A economia de IA voltada para o consumidor pinta um quadro ainda mais sombrio. Analistas do Deutsche Bank estimaram que a OpenAI — líder do setor — poderá consumir $143 bilhões até 2029, ainda operando com prejuízo. Esta dinâmica de queima de caixa evidencia um problema fundamental: as empresas de IA generativa estão atualmente a gastar muito mais para fornecer serviços do que geram em receita.
O planeado IPO da OpenAI na segunda metade de 2026 poderá marcar um momento decisivo para a indústria. Uma estreia no mercado público obrigaria a uma maior transparência sobre estas economias, potencialmente chocando investidores acostumados ao ambiente de financiamento permissivo dos últimos anos.

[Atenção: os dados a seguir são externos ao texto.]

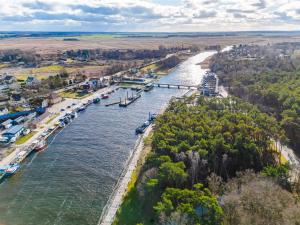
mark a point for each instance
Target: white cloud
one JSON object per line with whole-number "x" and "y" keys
{"x": 149, "y": 15}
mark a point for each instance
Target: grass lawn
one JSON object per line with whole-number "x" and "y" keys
{"x": 47, "y": 69}
{"x": 25, "y": 138}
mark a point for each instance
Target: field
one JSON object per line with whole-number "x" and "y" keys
{"x": 46, "y": 46}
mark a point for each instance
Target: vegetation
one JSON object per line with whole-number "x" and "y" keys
{"x": 196, "y": 148}
{"x": 25, "y": 138}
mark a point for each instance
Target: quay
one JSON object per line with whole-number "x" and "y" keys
{"x": 178, "y": 86}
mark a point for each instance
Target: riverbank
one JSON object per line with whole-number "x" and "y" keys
{"x": 53, "y": 110}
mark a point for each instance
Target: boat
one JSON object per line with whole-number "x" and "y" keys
{"x": 40, "y": 145}
{"x": 62, "y": 124}
{"x": 81, "y": 108}
{"x": 96, "y": 100}
{"x": 12, "y": 169}
{"x": 104, "y": 96}
{"x": 149, "y": 87}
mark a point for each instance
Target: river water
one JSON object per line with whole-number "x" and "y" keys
{"x": 70, "y": 182}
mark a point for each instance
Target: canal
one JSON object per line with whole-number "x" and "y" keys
{"x": 70, "y": 182}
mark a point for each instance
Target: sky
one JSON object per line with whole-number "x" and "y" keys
{"x": 149, "y": 15}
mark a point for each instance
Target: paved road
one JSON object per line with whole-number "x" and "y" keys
{"x": 55, "y": 109}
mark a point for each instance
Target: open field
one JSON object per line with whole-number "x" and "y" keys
{"x": 56, "y": 45}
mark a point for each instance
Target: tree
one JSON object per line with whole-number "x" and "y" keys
{"x": 172, "y": 174}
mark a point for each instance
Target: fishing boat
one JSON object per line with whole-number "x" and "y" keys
{"x": 62, "y": 124}
{"x": 104, "y": 96}
{"x": 96, "y": 100}
{"x": 40, "y": 145}
{"x": 81, "y": 108}
{"x": 149, "y": 87}
{"x": 12, "y": 169}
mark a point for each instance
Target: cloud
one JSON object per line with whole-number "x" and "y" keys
{"x": 149, "y": 15}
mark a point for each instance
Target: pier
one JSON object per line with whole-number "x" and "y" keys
{"x": 177, "y": 86}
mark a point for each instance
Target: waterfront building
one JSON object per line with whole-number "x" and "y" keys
{"x": 54, "y": 98}
{"x": 32, "y": 81}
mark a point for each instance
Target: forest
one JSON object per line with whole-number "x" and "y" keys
{"x": 206, "y": 163}
{"x": 269, "y": 81}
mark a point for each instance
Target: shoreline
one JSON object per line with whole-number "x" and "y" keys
{"x": 55, "y": 109}
{"x": 120, "y": 190}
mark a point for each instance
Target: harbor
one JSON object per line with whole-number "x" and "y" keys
{"x": 71, "y": 181}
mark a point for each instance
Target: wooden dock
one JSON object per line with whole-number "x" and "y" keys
{"x": 128, "y": 101}
{"x": 177, "y": 86}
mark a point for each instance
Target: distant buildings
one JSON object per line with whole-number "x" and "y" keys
{"x": 32, "y": 81}
{"x": 54, "y": 98}
{"x": 13, "y": 132}
{"x": 210, "y": 84}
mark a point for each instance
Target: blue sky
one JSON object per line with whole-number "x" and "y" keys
{"x": 149, "y": 15}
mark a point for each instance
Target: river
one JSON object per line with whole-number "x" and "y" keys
{"x": 70, "y": 182}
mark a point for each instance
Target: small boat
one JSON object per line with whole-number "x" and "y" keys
{"x": 96, "y": 100}
{"x": 62, "y": 124}
{"x": 81, "y": 108}
{"x": 104, "y": 96}
{"x": 40, "y": 145}
{"x": 12, "y": 169}
{"x": 149, "y": 87}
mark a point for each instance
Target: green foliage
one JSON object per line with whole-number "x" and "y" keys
{"x": 172, "y": 174}
{"x": 269, "y": 82}
{"x": 229, "y": 134}
{"x": 279, "y": 173}
{"x": 198, "y": 204}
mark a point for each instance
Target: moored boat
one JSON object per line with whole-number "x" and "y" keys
{"x": 40, "y": 145}
{"x": 12, "y": 169}
{"x": 104, "y": 96}
{"x": 149, "y": 87}
{"x": 96, "y": 100}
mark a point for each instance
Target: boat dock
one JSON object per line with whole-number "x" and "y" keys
{"x": 128, "y": 101}
{"x": 178, "y": 86}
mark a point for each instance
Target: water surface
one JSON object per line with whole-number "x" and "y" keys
{"x": 70, "y": 182}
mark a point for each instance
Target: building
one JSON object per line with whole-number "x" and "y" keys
{"x": 54, "y": 98}
{"x": 32, "y": 81}
{"x": 19, "y": 120}
{"x": 3, "y": 111}
{"x": 7, "y": 124}
{"x": 8, "y": 79}
{"x": 13, "y": 132}
{"x": 210, "y": 84}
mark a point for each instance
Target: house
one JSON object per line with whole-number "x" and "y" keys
{"x": 32, "y": 81}
{"x": 3, "y": 111}
{"x": 54, "y": 98}
{"x": 13, "y": 132}
{"x": 19, "y": 120}
{"x": 7, "y": 124}
{"x": 8, "y": 79}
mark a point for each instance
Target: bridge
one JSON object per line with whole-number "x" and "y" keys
{"x": 178, "y": 86}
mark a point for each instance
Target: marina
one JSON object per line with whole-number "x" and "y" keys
{"x": 70, "y": 182}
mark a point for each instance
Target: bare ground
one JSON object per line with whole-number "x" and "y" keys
{"x": 58, "y": 45}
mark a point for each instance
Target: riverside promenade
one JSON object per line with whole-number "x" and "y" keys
{"x": 114, "y": 202}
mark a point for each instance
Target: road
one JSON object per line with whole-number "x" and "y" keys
{"x": 55, "y": 109}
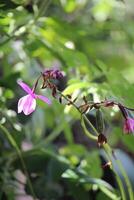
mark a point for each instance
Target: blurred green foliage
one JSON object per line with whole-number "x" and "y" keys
{"x": 93, "y": 43}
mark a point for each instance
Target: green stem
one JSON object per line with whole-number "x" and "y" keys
{"x": 118, "y": 179}
{"x": 14, "y": 144}
{"x": 108, "y": 150}
{"x": 87, "y": 133}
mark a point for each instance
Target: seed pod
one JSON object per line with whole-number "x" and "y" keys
{"x": 99, "y": 121}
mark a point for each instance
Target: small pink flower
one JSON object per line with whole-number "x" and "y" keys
{"x": 128, "y": 125}
{"x": 27, "y": 104}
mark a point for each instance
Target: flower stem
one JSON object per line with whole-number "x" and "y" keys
{"x": 14, "y": 144}
{"x": 108, "y": 151}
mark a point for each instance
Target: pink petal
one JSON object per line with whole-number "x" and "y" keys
{"x": 27, "y": 104}
{"x": 25, "y": 87}
{"x": 43, "y": 98}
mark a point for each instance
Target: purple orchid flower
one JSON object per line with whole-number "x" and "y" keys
{"x": 27, "y": 104}
{"x": 128, "y": 125}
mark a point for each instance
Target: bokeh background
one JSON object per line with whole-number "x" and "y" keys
{"x": 92, "y": 41}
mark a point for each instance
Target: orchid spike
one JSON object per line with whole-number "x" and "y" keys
{"x": 27, "y": 104}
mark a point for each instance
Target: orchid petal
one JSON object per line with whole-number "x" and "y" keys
{"x": 25, "y": 87}
{"x": 27, "y": 104}
{"x": 43, "y": 98}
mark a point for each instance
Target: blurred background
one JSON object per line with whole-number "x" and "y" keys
{"x": 92, "y": 41}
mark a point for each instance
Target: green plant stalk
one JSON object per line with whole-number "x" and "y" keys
{"x": 122, "y": 170}
{"x": 14, "y": 144}
{"x": 119, "y": 182}
{"x": 108, "y": 150}
{"x": 118, "y": 179}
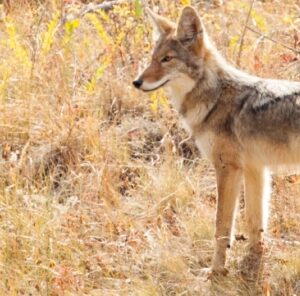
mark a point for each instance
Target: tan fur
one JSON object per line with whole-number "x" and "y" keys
{"x": 245, "y": 125}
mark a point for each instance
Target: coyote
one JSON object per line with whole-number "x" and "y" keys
{"x": 245, "y": 125}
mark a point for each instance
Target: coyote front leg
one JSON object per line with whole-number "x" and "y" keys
{"x": 257, "y": 189}
{"x": 229, "y": 179}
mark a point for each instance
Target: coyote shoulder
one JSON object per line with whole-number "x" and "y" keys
{"x": 246, "y": 125}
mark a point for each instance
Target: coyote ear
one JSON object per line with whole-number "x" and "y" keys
{"x": 189, "y": 26}
{"x": 161, "y": 24}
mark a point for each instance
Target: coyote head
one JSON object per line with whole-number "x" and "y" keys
{"x": 179, "y": 53}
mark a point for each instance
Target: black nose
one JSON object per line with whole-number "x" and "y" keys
{"x": 138, "y": 83}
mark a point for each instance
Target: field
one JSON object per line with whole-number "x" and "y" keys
{"x": 101, "y": 190}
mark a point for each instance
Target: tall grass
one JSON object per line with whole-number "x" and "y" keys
{"x": 101, "y": 191}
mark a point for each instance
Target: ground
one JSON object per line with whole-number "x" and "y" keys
{"x": 101, "y": 190}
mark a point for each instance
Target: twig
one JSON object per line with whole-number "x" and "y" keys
{"x": 273, "y": 40}
{"x": 243, "y": 35}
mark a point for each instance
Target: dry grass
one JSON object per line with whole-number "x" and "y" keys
{"x": 101, "y": 192}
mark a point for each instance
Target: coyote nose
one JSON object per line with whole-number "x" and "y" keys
{"x": 138, "y": 83}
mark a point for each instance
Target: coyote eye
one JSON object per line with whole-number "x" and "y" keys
{"x": 166, "y": 59}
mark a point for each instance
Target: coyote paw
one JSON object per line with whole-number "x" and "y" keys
{"x": 210, "y": 273}
{"x": 252, "y": 263}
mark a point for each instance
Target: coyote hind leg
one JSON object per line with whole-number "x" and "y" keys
{"x": 257, "y": 191}
{"x": 228, "y": 181}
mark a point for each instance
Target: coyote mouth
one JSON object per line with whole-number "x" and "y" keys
{"x": 155, "y": 88}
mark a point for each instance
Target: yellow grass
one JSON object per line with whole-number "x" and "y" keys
{"x": 101, "y": 192}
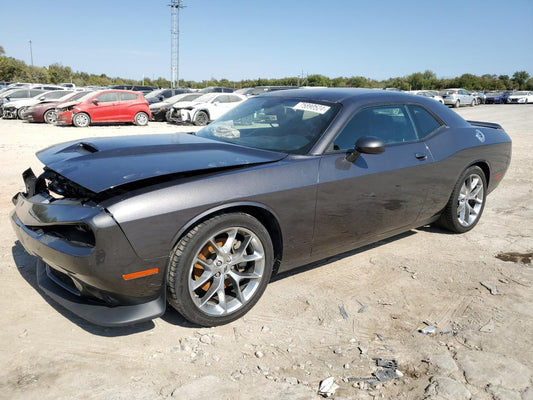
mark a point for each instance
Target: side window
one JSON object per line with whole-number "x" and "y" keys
{"x": 128, "y": 96}
{"x": 425, "y": 122}
{"x": 390, "y": 123}
{"x": 107, "y": 97}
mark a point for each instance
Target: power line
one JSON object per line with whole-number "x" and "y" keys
{"x": 175, "y": 6}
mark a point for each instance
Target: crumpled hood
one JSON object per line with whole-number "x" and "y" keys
{"x": 99, "y": 164}
{"x": 184, "y": 104}
{"x": 67, "y": 103}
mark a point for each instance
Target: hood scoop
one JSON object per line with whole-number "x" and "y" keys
{"x": 100, "y": 164}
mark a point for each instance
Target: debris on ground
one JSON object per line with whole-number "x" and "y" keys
{"x": 428, "y": 330}
{"x": 343, "y": 312}
{"x": 327, "y": 387}
{"x": 388, "y": 373}
{"x": 493, "y": 289}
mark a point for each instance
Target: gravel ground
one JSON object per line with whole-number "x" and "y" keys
{"x": 315, "y": 323}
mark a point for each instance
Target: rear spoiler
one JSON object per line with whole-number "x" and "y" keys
{"x": 485, "y": 124}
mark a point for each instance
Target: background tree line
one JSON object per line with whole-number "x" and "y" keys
{"x": 13, "y": 70}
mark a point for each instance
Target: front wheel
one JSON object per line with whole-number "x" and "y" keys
{"x": 140, "y": 119}
{"x": 201, "y": 118}
{"x": 168, "y": 116}
{"x": 50, "y": 117}
{"x": 20, "y": 112}
{"x": 81, "y": 120}
{"x": 220, "y": 269}
{"x": 466, "y": 202}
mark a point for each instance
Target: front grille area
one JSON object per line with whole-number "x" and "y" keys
{"x": 62, "y": 280}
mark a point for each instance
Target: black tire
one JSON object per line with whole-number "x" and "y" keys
{"x": 20, "y": 111}
{"x": 464, "y": 209}
{"x": 141, "y": 119}
{"x": 201, "y": 118}
{"x": 196, "y": 269}
{"x": 50, "y": 117}
{"x": 81, "y": 120}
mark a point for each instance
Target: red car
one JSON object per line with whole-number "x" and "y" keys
{"x": 46, "y": 111}
{"x": 105, "y": 106}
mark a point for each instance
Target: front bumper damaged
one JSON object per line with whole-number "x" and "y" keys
{"x": 84, "y": 259}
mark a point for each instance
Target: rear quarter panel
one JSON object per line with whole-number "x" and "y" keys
{"x": 454, "y": 150}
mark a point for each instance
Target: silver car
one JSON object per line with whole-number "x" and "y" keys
{"x": 456, "y": 97}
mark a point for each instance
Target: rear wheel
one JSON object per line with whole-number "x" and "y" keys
{"x": 140, "y": 119}
{"x": 201, "y": 118}
{"x": 81, "y": 120}
{"x": 466, "y": 202}
{"x": 50, "y": 117}
{"x": 220, "y": 269}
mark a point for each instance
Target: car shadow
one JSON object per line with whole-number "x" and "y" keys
{"x": 26, "y": 265}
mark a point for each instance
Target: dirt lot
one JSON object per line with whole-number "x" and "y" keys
{"x": 323, "y": 321}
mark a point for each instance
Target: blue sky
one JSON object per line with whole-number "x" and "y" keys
{"x": 248, "y": 39}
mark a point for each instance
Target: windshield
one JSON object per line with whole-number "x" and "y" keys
{"x": 153, "y": 93}
{"x": 270, "y": 123}
{"x": 206, "y": 97}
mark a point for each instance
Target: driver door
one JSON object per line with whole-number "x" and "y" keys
{"x": 377, "y": 193}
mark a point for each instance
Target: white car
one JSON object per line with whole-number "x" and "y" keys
{"x": 429, "y": 93}
{"x": 521, "y": 97}
{"x": 15, "y": 108}
{"x": 161, "y": 110}
{"x": 206, "y": 108}
{"x": 457, "y": 97}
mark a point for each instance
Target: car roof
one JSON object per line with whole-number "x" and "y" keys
{"x": 343, "y": 95}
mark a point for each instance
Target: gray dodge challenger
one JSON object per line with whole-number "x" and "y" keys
{"x": 121, "y": 226}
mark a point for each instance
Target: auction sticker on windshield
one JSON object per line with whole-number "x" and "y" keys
{"x": 318, "y": 108}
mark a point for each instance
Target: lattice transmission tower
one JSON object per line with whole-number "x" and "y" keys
{"x": 175, "y": 6}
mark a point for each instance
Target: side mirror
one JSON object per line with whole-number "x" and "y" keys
{"x": 366, "y": 145}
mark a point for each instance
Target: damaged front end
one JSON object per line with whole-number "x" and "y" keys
{"x": 85, "y": 259}
{"x": 9, "y": 112}
{"x": 181, "y": 115}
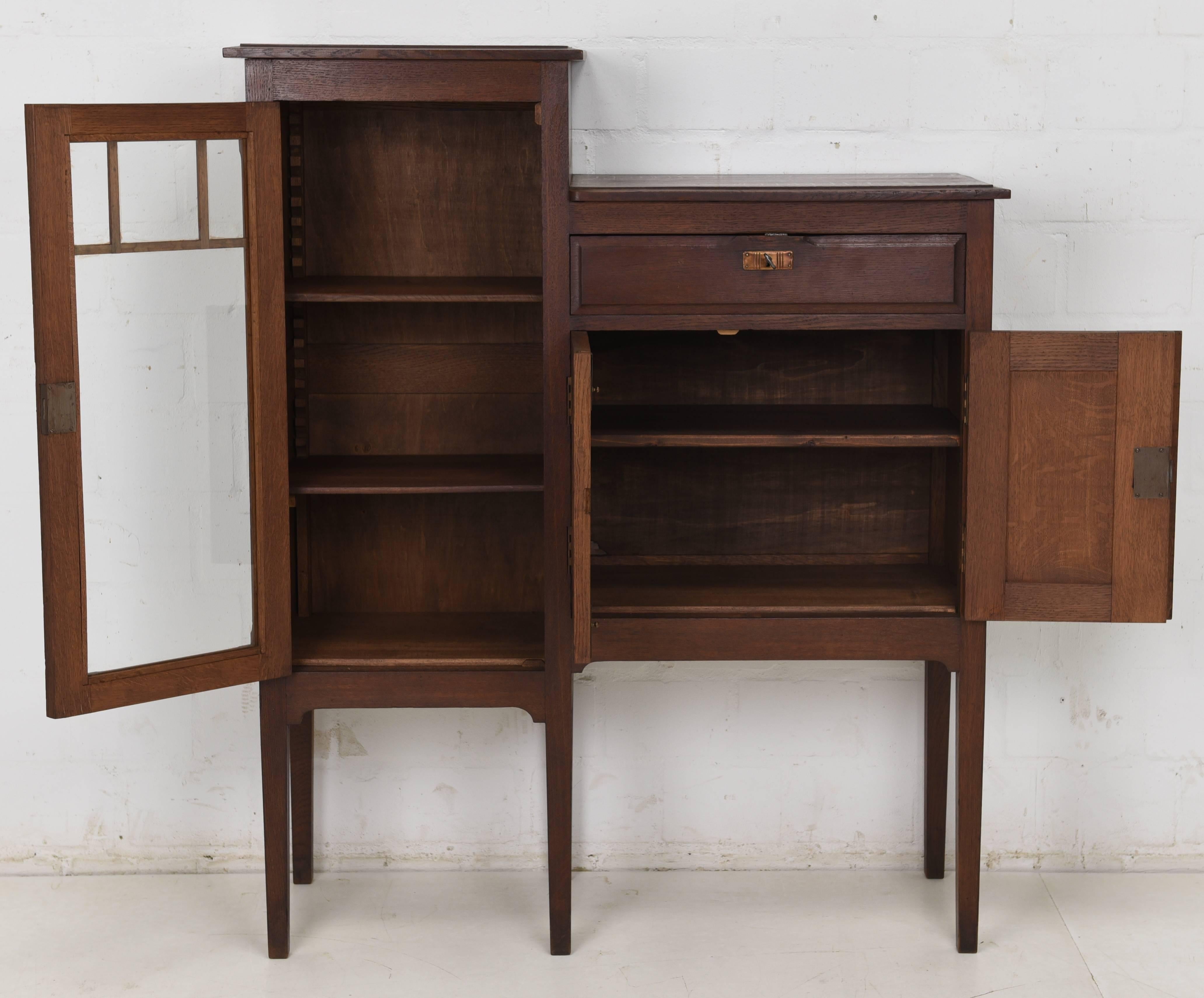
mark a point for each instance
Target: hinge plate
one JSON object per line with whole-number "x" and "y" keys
{"x": 1151, "y": 472}
{"x": 57, "y": 409}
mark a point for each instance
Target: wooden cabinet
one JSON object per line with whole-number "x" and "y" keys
{"x": 351, "y": 390}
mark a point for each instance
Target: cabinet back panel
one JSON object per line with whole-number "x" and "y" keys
{"x": 847, "y": 505}
{"x": 425, "y": 424}
{"x": 427, "y": 554}
{"x": 407, "y": 191}
{"x": 764, "y": 368}
{"x": 423, "y": 323}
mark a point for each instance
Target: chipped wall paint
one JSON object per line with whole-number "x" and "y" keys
{"x": 1095, "y": 754}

Por que a Nvidia Continua Isolada (Mas Não Imune)
Operar no espaço de “pick-and-shovel” — fornecendo o hardware sobre o qual as empresas de IA constroem — tem protegido historicamente a Nvidia das crises mais severas do setor. A empresa captura valor independentemente de os projetos de IA individuais serem lucrativos ou não. Novos lançamentos de produtos, incluindo a geração Blackwell atualmente a ver uma procura “fora de série” (per CEO Jensen Huang) e a futura classe Rubin de GPUs adaptadas para síntese de vídeo em IA, devem sustentar um crescimento robusto até 2026.
No entanto, esta proteção tem limites. As margens brutas excecionais da Nvidia — que normalmente ultrapassam os 70% — dependem de manter o poder de fixação de preços e volume. Uma desaceleração significativa nos gastos de capex inevitavelmente comprimirá estas margens, à medida que a empresa enfrenta pressões de inventário e descontos competitivos.
Perspetivas para 2026: Continuação do Crescimento com Ventos de Frente na Valorização
A trajetória parece clara: os hyperscalers sinalizaram compromisso em acelerar os gastos relacionados com IA em 2026, sugerindo que o impulso operacional da Nvidia continuará. Novos ciclos de produto e as dinâmicas de procura por centros de dados apontam para uma expansão contínua de receitas e lucros.
No entanto, os investidores não devem esperar que as ações da Nvidia repitam o desempenho de 2025. À medida que a narrativa de IA amadurece e surgem dúvidas sobre a sustentabilidade do modelo de negócio subjacente, a valorização das ações provavelmente desacelerará. A valorização razoável de hoje reflete o ceticismo do mercado sobre quanto tempo o ciclo de capex em IA pode sustentar-se.
O caso de investimento na Nvidia para 2026 é complexo: um negócio fundamentalmente forte, operando num setor que enfrenta questões profundas sobre os retornos do capital. Para investidores de longo prazo, o perfil risco-retorno merece uma análise séria — mas o desempenho passado e o crescimento a curto prazo não garantem prosperidade futura num setor que ainda está a definir o seu modelo de negócio.